As previously reported, there has been a ton of speculation buzzing around that Ford was looking to purchasing a landmark (and long-abandoned) train depot in Detroit, known as the Michigan Central Station. It seems the company had it in mind as a campus for the company’s self-driving vehicles sector.
Well, Autoblog has reported more news recently to indicate that Ford will in fact be purchasing the train station. Last week, the building’s ownership was transferred from MCS Crown Land Development Co. LLC to an unknown entity, coming from the New York law firm Phillips Lytle LLP’s address. This law firm also happens to be the one that works for Ford when it comes to legal matters. In addition, the Detroit Public Schools Book Depository building, which stands next to the station and has the same address (but a different entity) had its ownership transferred by MCS to this same address.

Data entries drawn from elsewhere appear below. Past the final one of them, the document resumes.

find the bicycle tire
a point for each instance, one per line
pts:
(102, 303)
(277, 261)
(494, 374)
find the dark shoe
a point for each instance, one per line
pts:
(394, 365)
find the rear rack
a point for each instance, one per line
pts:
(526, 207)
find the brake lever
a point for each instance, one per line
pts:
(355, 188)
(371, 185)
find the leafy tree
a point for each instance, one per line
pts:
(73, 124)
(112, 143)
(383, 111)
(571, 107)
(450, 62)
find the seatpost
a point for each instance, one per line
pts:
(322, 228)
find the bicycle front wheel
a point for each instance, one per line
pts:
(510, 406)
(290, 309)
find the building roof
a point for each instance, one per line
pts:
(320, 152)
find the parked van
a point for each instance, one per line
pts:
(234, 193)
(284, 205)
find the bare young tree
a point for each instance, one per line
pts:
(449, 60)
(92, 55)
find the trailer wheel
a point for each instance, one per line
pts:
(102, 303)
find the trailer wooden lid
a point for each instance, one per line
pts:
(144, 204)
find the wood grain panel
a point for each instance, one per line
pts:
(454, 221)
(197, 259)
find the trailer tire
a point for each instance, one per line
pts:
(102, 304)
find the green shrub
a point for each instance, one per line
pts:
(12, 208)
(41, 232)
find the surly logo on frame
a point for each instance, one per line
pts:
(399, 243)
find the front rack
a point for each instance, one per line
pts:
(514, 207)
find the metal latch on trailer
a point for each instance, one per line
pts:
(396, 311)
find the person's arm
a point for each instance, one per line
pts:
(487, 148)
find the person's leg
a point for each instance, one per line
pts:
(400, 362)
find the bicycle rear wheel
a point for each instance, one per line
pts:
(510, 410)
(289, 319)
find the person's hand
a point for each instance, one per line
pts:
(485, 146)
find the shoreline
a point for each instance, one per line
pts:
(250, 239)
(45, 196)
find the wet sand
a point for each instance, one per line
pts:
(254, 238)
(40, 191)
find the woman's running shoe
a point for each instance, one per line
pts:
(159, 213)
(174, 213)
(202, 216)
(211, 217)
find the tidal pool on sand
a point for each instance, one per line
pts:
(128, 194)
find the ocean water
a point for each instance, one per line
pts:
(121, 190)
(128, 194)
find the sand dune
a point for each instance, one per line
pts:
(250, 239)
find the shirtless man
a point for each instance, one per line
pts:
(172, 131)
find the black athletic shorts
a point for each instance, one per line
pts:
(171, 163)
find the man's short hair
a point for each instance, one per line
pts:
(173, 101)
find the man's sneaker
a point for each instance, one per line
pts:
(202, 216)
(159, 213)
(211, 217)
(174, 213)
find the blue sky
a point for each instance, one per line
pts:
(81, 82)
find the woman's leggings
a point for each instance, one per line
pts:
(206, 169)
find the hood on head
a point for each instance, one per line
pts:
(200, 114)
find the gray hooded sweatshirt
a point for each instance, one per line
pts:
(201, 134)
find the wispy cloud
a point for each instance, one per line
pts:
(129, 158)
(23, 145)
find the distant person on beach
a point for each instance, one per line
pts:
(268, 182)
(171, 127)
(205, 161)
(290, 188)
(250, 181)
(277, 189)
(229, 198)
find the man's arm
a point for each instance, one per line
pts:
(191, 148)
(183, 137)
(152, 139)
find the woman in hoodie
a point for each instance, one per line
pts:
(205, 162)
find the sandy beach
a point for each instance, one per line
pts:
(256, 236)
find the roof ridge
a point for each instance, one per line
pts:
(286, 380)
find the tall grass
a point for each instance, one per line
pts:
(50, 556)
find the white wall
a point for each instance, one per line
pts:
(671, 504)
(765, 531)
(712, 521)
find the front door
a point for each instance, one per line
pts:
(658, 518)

Neither MCS, Ford, or Phillips have commented on this transfer. Although, Ford has begun moving about 220 workers, which includes their global electric vehicles (EV) group, referred to as Team Edison, into a recently refurbished factory in Detroit’s Corktown neighbourhood, which is coincidentally located mere minutes from the train station mentioned above. This, along with the deed transfer, seems to have all arrows pointing towards a confirmed plan for the automaker to purchase the train station in an effort to build a campus in the Corktown community, as previously reported. This seems to be all part of Ford’s revitalization efforts in Detroit, with a focus on where to house their autonomous and EV groups.
It seems Ford wants to make a return to Detroit, the place where the company built its roots about 113 years ago. This would add to the wave of other high-level conglomerates moving (or planning to move) their offices in the central part of this city, including: Microsoft, Tata Technologies, and Google.
It is being reported that the train station has the capacity to hold thousands of Ford workers, with a price tag around redevelopment estimated at a minimum of $300 million.